No longer can we simply teach math procedurally. Students cannot build a solid number sense without thinking through an argument and articulating their mathematical conjectures. But how do teachers effectively support students in this process? This cannot be answered by purchasing the best textbook or investing in the latest technology. Teachers must engage their students in mathematical justifications; both written and oral. This blog post is devoted to mathematical discourse and argument.
Let’s begin at the high school level. Common Core Standard #3 for Mathematical Practice asks students to construct viable arguments and critique the reasoning of others. PBS' Making the Case includes 13 video clips that all address this very mathematical practice.

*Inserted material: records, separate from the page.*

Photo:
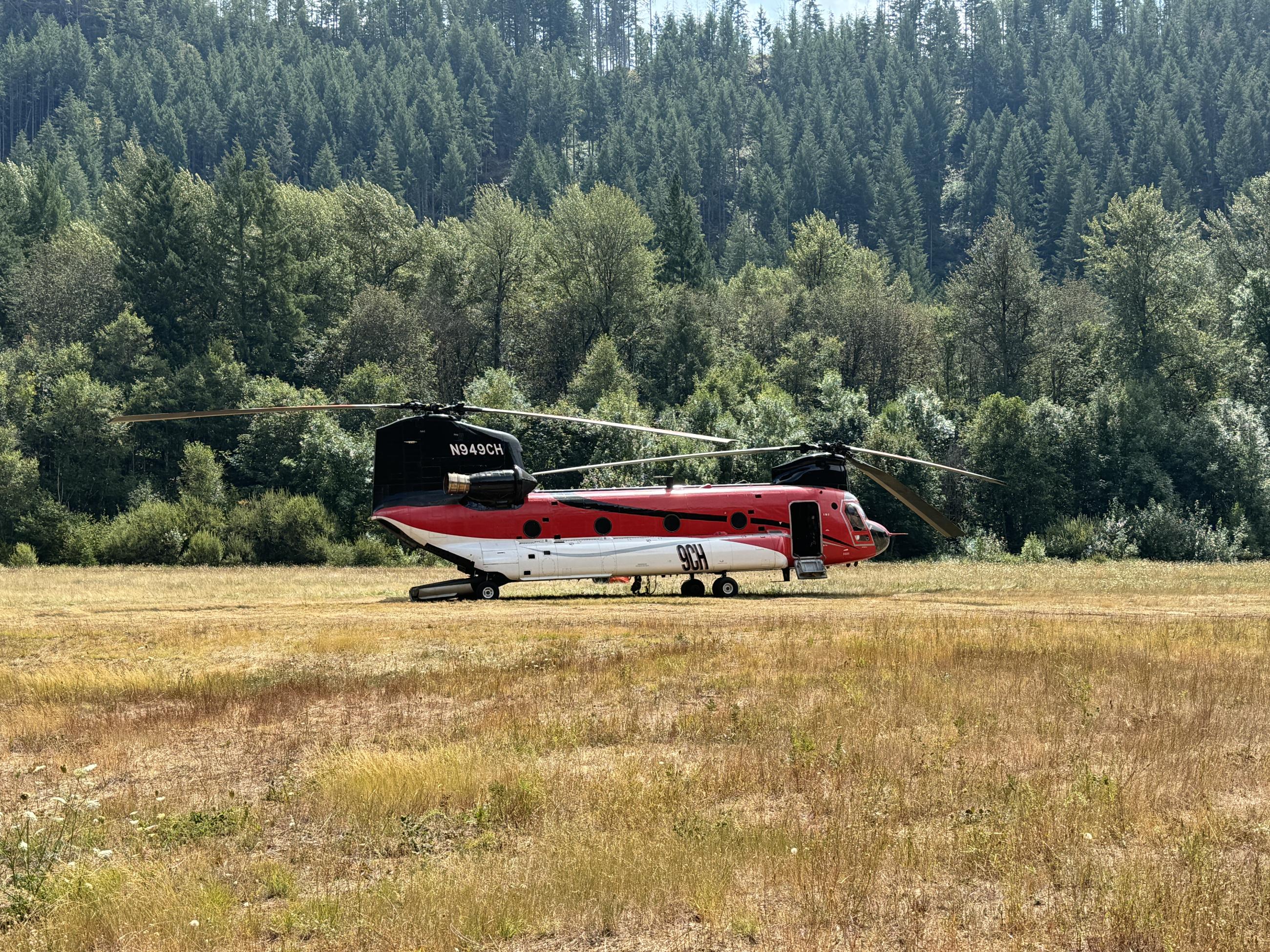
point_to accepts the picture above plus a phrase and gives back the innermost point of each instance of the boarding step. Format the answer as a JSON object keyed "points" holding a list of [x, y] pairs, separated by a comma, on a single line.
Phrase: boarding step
{"points": [[809, 568]]}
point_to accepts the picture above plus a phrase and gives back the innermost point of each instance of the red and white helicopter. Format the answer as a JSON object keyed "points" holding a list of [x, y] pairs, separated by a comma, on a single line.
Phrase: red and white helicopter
{"points": [[462, 492]]}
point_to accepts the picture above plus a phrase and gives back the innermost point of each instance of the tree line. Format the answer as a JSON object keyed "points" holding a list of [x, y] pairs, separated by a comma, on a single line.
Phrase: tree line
{"points": [[953, 233]]}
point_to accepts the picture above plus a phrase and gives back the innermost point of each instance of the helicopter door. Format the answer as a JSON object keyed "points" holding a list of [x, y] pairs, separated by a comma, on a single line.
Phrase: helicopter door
{"points": [[805, 530]]}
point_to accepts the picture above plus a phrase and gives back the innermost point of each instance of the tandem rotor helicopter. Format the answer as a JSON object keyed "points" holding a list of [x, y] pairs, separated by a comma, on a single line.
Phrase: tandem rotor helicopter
{"points": [[462, 492]]}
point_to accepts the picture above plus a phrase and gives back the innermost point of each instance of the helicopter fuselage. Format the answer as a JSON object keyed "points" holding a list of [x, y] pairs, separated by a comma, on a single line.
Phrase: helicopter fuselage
{"points": [[713, 530]]}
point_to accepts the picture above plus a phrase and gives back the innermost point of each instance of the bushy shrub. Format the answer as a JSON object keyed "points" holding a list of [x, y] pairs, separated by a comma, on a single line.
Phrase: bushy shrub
{"points": [[1114, 536], [154, 534], [1071, 538], [84, 541], [238, 550], [983, 547], [204, 549], [1033, 550], [1175, 535], [284, 528], [23, 557], [49, 527]]}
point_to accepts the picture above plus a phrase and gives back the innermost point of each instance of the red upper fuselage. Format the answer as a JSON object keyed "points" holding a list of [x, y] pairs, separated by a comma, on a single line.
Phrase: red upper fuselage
{"points": [[754, 515]]}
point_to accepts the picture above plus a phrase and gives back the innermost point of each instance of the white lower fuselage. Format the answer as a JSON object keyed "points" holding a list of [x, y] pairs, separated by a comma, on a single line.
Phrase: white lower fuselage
{"points": [[532, 560]]}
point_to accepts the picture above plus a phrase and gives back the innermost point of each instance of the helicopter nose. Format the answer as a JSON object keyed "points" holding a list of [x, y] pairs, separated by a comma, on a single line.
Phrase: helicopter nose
{"points": [[882, 536]]}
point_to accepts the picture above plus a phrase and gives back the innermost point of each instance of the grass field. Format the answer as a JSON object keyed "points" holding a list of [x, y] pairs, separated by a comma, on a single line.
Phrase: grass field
{"points": [[1061, 757]]}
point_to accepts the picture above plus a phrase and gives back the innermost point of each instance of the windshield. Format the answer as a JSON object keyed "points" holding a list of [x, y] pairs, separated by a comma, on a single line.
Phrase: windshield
{"points": [[856, 516]]}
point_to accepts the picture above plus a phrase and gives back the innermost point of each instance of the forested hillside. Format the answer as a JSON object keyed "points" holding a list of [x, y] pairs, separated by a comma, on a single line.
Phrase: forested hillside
{"points": [[1033, 239]]}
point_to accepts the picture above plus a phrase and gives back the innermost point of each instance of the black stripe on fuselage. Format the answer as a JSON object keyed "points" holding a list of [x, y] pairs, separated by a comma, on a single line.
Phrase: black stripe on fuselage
{"points": [[583, 503]]}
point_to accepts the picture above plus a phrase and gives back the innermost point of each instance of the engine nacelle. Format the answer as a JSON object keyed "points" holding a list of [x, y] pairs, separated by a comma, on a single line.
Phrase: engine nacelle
{"points": [[493, 487]]}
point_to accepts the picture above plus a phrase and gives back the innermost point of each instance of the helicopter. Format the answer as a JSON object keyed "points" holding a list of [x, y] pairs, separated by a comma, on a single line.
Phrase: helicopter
{"points": [[462, 493]]}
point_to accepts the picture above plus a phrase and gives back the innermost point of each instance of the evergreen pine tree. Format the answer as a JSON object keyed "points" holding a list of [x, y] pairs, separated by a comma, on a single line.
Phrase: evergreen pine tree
{"points": [[454, 182], [385, 172], [1118, 179], [325, 172], [532, 179], [282, 153], [807, 178], [1061, 160], [742, 244], [686, 261], [21, 151], [1085, 206], [1014, 183], [47, 208], [897, 215]]}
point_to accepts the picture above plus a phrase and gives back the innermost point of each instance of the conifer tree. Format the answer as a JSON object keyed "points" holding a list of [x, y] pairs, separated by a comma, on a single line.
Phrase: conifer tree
{"points": [[1061, 162], [1085, 206], [325, 172], [385, 172], [807, 178], [47, 207], [454, 182], [1014, 183], [282, 153], [897, 214], [685, 261]]}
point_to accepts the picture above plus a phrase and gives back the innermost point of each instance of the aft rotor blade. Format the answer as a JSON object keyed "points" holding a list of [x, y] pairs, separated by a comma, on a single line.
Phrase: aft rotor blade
{"points": [[751, 451], [936, 519], [251, 412], [469, 408], [926, 462]]}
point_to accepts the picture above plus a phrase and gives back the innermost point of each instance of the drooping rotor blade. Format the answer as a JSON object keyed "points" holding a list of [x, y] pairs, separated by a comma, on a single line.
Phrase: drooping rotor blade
{"points": [[936, 519], [751, 451], [925, 462], [469, 408], [253, 411]]}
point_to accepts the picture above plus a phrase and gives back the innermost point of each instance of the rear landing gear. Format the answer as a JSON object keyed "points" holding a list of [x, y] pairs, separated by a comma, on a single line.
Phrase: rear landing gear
{"points": [[725, 587], [693, 588]]}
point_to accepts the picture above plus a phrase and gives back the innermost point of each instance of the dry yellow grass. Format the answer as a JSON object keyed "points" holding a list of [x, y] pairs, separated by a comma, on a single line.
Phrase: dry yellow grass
{"points": [[953, 757]]}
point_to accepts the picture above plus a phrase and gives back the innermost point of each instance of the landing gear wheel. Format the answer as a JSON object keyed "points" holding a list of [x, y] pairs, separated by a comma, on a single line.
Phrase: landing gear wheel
{"points": [[725, 587]]}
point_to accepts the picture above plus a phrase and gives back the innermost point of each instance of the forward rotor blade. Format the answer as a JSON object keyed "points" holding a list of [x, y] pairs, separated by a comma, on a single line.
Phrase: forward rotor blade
{"points": [[926, 462], [936, 519], [751, 451], [253, 411], [469, 408]]}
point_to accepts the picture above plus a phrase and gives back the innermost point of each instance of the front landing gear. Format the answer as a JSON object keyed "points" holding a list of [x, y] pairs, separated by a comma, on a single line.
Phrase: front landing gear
{"points": [[725, 587], [693, 588], [474, 588]]}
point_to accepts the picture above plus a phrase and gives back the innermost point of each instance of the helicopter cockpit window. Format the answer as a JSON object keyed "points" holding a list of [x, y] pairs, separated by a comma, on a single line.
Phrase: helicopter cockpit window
{"points": [[856, 516]]}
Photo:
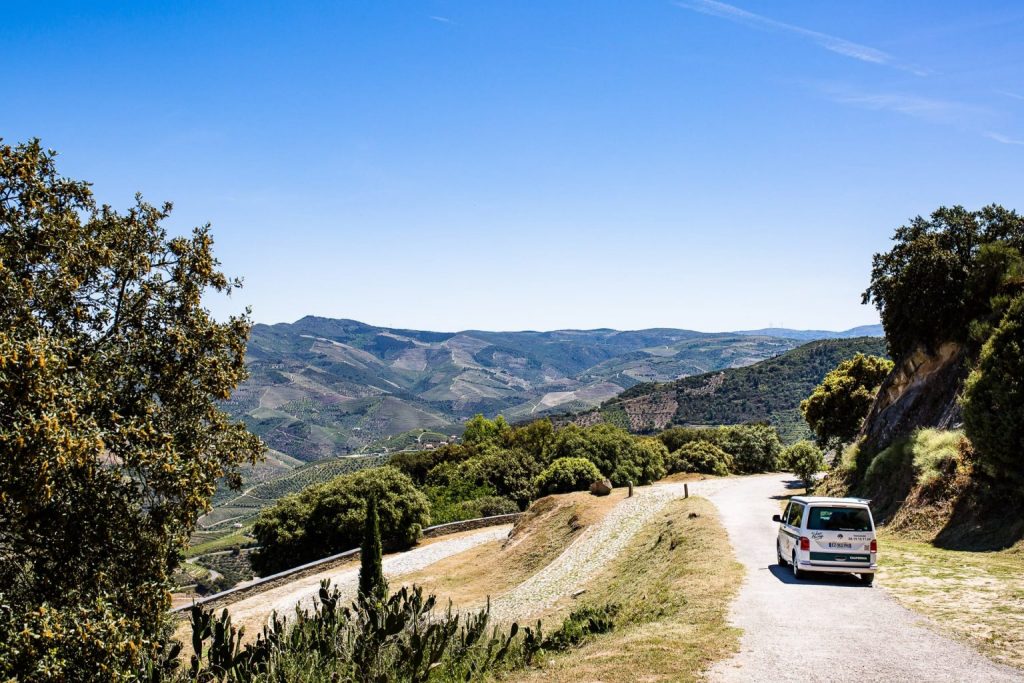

Videos range from full class mathematical debates to structured group work discussions.
Being able to defend one’s reasoning is a skill that must be practiced on paper as well. Jawad Brown, a local 7th grade math teacher, highlights specific strategies that he uses to help develop students’ mathematical writing. The Evolution of Writing in a Math Classroom gives multiple examples of student work as well as varied approaches to teaching written justification.
Last but not least, we must address how argumentation can positively occur in the elementary math classroom. One of the best resources that I have come across since I began as the Regional Math Lead is Number Talks. The Facilitator's Guide and DVD include multiple discussion questions, strategies and video clips. It is absolutely amazing to see what mathematical discourse and critique can look like in the elementary classroom.